If we have hyperinflation, the Dow would be 30 trillion, and gold would be $60trillion/ounce.
In any case, gold will buy you atleast 10x more paper assets that it does today.
At the end of the day, the fundamental drivers of gold, it’s not so much that gold’s in a bull market, it’s more that the dollar is in a bear market.
People ask, how high can gold go, and the answer here is how low can the dollar go.
Dollar can go to ‘zero’, and in theory, gold can go to infinity.
In the real world, if something else happens, it’s likely the dollar will fall off the stage. There’ll be a time when you won’t count gold in dollars anymore because the dollar won’t count. People won’t want dollars.
There is so much opportunity in crisis; it is absolutely extraordinary. That’s not me saying it; that’s just history.

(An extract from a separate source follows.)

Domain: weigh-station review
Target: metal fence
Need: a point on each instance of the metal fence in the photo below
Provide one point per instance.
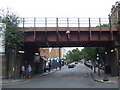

In terms of crisis, huge fortunes were made.
It’s a time when human beings create and develop newest technologies, new science, and new medicines.
As long as you can remain calm, get educated, be resourceful, you’ll be good.
Challenge for most people is that in crisis, they go into crisis mode, which means they go into scarcity, they go into lack, they go into blame, and none of those emotions are resourceful for helping you solve whatever challenge is in front of you.
There were more millionaires created during the Great Depression than any other period in history.
We have learned the follwing hidden secrets of money:
There is a global loss of confidence in U.S. Dollar that is accelerating rapidly.
The change to a new monetary system is inevitable and most likely to be chaotic.
Gold Standards do not work over long period of time, but gold itself does.
The public contributes to the massive amounts of currency creation by using credit cards and signing loans.
Gold has already accounted for the expansion of the US Dollar twice in the last century and may likely do so again.